As for the politics, Mr. Trump recently said online that he knew “nothing about Project 2025. I have no idea who is behind it.” That may be true. The chance that Mr. Trump has read any of it is remote to nil, and he doesn’t want to be tied to anyone’s ideas since he prizes maximum ideological flexibility. The project’s chief sponsor, Heritage president Kevin Roberts, also gave opponents a sword when he boasted of “a second American revolution” that would be peaceful “if the left allows it to be.” This won’t help Mr. Trump with the swing voters he needs to win re-election.
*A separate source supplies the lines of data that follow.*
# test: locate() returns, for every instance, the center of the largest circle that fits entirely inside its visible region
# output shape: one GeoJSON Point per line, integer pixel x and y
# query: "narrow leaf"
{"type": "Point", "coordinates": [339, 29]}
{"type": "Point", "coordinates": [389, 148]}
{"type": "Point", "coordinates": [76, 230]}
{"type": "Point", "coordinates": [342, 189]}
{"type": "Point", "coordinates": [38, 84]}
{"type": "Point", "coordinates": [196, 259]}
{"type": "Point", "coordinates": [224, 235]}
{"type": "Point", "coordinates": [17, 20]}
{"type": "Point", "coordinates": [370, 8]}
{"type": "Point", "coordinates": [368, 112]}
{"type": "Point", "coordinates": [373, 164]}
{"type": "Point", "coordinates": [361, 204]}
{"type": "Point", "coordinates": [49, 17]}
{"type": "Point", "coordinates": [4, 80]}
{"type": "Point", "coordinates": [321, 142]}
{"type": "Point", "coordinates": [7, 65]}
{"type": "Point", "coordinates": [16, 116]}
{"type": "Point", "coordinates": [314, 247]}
But the left’s campaign against Project 2025 is reaching absurd decibels. You’d think Mr. Trump is a political mastermind hiding the secret plans he’ll implement with an army of shock troops marching in lockstep. If his first term is any guide, and it is the best we have, Mr. Trump will govern as a make-it-up-as-he-goes tactician rather than a strategist with a coherent policy guide. He’ll dodge and weave based on the news cycle and often based on whoever talks to him last.

Not much of the Project 2025 agenda is likely to happen, even if Republicans take the House and Senate. Democrats will block legislation with a filibuster. The bureaucracy will leak with abandon and oppose even the most minor reforms to the civil service. The press will revert to full resistance mode, and Mr. Trump’s staff will trip over their own ambitions.

Democrats know this, which is why they fear Trump II less than they claim. They’re targeting Project 2025 to distract from their own failed and unpopular policies.